Introduction and Product
After a number of ordinary-to-positive reviews, the folk at Mongoose Publishing decided that it was time for a second edition of RuneQuest, which it must be admitted was a very good decision and shows that the company was listening, even if a little late in such an execution. Bringing in author's Whitaker and Nash was also a wise choice given their prior writing histories. On the other hand the decision to call the product RuneQuest II was a bit of a marketing disaster. Clearly they wanted to capture the popularity of RuneQuest second edition fans; instead they annoyed the grognards from that era - lose 0.1 points of style, right away, for not being cool.
The product itself is a a very pleasing hardback, faux brown-leather stamped with a gold rune (either luck or fate). It is very well bound, stitched and glued and should last a lifetime. The internal layout is pretty tight, with thin margins albeit without chapter identifiers and with too small page numbers. Whilst mostly having a good content-to-whitespace ratio, there are some exceptions especially in the creatures chapter. With a summary table of contents, and a good index, the writing style, in two-column, justified serif, is concise and formal. Most of the internal art is contextual, fairly good in execution (albeit quite inconsistent in style), but there are some notable exceptions that simply shouldn't have made it in to the book. At under two hundred pages, this does back to the "all you need is this book" school of gaming, almost as good as RQI and II, with subsequent supplements being truly optional.
Adventurer Generation, Skills and System
After a brief and interesting introduction to roleplaying and RuneQuest one is into character generation by the third page of content. Helping us through the process is the sage of Edric The Restless. The characteristics are Strength, Constitution, Size, Dexterity, Intelligence, Power, and Charisma, determined by either random rolls or point allocation.
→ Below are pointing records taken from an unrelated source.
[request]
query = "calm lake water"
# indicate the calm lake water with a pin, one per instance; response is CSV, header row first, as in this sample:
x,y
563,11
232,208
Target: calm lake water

Attributes include age, combat actions (derived from DEX and INT), damage modifier (STR and SIZ, needs "etc" at the end of the table), hit points (CON and SIZ), magic points (POW), strike rank (SIZ, INT, and DEX), and movement. There are are twenty three core common skills, each with a starting percentage chance equal to the sum of two characteristics. These are augmented by background experience, derived from "culture" (either primitive, nomad, barbarian, or civilised) and by profession. Each of the cultures provides a set of common skill bonuses, combat styles, advanced skills, and starting money. Professions are restricted by culture with increasing levels of labour differentiation, and provide common skill bonuses, and the opportunity to open advanced skills, as well as an opportunity to learn magic. In addition characters receive 250 free skill points. This can be extended with the option of advanced starting characters, which alsoi includes bonus characteristics, status, and hero points. Characters also begin with community ties, including family and family connections, allies, contacts, rivals, and randomly determined background events. Finally, the character (with Glorantha being the default, magic-rich setting) receives six points of common magic.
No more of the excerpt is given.